Personal information
- Full name: Gary John Speak
- Born: 26 April 1962 (age 64) Chorley, Lancashire, England
- Batting: Right-handed
- Bowling: Right-arm fast-medium

Domestic team information
- 1981–1982: Lancashire

Career statistics
| Competition | First-class |
| Matches | 5 |
| Runs scored | 27 |
| Batting average | 13.50 |
| 100s/50s | –/– |
| Top score | 15* |
| Balls bowled | 408 |
| Wickets | 1 |
| Bowling average | 230.00 |
| 5 wickets in innings | – |
| 10 wickets in match | – |
| Best bowling | 1/78 |
| Catches/stumpings | 3/– |
- Source: Cricinfo, 14 June 2012

= Gary Speak =

English cricketer

Gary John Speak (born 26 April 1962) is a former English cricketer. Speak was a right-handed batsman who bowled right-arm fast-medium. He was born at Chorley, Lancashire.

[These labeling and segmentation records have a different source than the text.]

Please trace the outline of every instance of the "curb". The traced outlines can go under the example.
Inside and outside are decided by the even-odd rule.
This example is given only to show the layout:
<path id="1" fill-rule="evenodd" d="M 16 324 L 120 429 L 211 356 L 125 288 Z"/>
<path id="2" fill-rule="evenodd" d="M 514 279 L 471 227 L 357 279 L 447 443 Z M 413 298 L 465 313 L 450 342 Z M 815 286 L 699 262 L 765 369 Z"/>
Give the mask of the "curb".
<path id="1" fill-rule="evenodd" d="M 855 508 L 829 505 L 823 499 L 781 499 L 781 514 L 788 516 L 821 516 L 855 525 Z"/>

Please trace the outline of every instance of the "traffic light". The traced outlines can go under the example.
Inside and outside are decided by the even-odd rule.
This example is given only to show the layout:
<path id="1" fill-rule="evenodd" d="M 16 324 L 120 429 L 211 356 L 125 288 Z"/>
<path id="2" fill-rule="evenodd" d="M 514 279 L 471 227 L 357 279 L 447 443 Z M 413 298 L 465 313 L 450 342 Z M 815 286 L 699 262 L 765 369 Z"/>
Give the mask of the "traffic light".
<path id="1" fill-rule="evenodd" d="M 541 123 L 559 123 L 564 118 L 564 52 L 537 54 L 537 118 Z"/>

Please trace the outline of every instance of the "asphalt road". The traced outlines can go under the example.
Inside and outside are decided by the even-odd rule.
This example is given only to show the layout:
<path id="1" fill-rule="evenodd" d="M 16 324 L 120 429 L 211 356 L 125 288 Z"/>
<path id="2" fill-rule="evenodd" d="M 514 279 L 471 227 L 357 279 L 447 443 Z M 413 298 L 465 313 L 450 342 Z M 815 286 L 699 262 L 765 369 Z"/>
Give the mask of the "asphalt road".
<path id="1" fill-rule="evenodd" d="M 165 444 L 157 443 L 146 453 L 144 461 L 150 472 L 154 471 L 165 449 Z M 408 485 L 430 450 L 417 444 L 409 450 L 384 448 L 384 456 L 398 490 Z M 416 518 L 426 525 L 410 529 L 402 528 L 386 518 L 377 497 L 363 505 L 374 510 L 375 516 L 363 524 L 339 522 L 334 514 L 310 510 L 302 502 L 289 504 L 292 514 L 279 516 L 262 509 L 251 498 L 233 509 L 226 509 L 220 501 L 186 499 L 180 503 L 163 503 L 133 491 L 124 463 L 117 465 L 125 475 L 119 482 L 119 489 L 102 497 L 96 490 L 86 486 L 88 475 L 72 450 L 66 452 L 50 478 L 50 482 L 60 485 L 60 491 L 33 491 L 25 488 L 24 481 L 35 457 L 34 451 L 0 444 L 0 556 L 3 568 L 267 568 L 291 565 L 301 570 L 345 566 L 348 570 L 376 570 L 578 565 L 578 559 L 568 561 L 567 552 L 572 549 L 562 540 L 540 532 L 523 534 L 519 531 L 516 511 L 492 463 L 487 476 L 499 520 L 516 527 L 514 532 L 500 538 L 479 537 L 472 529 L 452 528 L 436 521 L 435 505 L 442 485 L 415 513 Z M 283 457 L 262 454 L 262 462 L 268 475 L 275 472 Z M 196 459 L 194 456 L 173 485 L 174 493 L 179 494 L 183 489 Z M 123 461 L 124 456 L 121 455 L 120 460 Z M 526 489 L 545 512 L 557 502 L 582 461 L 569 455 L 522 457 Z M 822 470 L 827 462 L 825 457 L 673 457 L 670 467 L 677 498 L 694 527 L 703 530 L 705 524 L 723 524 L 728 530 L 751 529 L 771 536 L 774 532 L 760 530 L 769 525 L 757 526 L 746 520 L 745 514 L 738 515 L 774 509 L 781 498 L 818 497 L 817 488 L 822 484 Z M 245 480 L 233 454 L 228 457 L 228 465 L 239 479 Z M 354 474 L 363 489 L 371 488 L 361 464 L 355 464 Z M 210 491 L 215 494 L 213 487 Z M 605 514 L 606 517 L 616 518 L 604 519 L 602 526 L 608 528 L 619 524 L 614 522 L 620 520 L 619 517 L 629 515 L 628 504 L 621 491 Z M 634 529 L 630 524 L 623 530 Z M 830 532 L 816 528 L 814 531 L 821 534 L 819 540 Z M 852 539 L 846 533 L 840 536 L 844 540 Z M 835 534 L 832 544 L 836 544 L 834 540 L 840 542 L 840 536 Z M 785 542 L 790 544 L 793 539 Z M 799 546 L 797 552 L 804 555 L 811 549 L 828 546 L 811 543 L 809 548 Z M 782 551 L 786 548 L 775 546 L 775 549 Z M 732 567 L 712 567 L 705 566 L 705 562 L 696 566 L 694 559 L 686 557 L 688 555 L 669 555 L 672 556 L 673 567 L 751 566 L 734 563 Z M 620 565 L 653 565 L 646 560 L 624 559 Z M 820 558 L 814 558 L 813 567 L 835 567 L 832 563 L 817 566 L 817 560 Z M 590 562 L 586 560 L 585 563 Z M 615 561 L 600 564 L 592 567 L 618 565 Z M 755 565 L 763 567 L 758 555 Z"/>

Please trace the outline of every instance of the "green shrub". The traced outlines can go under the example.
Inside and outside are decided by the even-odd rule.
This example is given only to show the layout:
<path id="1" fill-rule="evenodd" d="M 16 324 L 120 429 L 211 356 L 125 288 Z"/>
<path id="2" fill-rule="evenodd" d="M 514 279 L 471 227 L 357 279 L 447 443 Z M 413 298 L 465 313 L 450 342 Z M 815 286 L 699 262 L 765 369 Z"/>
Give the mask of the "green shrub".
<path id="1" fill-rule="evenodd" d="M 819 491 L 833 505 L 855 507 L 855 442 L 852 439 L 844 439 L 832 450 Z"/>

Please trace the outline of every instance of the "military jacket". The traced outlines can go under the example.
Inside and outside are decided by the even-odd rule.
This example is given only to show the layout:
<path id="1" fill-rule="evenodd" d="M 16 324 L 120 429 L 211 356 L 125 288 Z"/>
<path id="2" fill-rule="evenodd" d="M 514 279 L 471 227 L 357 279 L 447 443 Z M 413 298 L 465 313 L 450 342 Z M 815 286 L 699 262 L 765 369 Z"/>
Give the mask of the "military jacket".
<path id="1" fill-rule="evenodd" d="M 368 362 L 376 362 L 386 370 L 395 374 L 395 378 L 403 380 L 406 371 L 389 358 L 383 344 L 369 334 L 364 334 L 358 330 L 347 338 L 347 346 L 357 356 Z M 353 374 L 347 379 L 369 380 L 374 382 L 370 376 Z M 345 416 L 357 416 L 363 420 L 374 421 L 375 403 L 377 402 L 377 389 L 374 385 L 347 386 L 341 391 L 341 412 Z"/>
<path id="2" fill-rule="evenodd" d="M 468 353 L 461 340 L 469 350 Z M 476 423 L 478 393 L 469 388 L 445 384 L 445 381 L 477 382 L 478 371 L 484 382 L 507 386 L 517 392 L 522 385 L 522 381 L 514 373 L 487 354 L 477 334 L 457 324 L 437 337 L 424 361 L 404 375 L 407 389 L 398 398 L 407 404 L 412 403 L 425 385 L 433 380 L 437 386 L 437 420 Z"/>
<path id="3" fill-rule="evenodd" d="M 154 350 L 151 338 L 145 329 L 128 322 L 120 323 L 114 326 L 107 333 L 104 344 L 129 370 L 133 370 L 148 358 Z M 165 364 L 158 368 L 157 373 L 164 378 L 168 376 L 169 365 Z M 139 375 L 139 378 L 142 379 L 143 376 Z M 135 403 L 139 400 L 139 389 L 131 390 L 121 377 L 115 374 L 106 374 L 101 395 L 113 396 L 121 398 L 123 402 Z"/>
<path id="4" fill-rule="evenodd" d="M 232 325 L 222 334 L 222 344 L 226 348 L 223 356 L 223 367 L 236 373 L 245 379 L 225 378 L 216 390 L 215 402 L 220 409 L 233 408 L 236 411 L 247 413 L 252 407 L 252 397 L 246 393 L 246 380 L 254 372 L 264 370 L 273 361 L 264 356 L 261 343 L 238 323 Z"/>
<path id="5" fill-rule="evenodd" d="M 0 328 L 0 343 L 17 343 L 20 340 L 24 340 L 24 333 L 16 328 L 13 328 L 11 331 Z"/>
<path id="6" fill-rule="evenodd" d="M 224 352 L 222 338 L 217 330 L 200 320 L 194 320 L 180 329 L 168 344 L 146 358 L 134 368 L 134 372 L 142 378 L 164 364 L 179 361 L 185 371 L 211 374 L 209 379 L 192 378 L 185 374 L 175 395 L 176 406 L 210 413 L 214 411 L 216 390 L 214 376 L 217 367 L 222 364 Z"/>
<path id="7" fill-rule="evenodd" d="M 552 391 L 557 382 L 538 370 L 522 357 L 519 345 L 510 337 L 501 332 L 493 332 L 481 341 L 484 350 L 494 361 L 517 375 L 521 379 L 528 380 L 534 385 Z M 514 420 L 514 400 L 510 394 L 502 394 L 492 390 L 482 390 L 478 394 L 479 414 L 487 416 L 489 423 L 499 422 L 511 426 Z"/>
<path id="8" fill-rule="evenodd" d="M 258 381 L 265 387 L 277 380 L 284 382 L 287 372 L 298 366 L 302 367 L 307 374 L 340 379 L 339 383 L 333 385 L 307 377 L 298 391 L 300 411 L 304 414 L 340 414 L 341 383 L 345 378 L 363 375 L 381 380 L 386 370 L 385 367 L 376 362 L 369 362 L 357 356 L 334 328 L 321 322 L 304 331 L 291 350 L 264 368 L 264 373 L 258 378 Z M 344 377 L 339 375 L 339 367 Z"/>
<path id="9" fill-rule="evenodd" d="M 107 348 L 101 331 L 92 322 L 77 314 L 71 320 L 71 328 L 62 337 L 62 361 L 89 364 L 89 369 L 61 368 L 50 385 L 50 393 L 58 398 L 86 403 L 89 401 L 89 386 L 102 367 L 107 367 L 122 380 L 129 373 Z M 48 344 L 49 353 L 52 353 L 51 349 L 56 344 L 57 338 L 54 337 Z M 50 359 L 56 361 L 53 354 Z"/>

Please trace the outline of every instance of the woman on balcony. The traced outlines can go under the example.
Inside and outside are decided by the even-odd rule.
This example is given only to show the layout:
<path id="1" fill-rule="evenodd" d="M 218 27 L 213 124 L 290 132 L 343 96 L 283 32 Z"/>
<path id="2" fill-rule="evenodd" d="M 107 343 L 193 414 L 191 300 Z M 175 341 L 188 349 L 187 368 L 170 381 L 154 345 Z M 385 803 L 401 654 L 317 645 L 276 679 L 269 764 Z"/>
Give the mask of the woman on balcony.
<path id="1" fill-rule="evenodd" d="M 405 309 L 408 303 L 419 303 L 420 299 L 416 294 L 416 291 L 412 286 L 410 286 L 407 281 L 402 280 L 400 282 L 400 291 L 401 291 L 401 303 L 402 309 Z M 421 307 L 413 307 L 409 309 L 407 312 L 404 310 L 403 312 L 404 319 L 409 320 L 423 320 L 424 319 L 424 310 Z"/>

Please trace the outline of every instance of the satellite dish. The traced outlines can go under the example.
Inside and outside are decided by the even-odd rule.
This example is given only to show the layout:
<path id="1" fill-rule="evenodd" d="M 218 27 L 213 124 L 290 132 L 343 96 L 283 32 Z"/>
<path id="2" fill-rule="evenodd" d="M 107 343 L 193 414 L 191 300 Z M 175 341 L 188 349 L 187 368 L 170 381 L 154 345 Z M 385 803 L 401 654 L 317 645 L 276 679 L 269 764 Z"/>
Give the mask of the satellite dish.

Speak made his first-class debut for Lancashire against the touring Sri Lankans in 1981. He made a further appearance in the 1981 County Championship against Essex. He made three further first-class appearances in 1982, against Cambridge University, Derbyshire and Surrey. In his five first-class appearances, he bowled a total of 68 overs, taking just a single wicket, having conceded 230 runs. With the bat, he scored 27 runs at a batting average of 13.50, with a high score of 15 not out.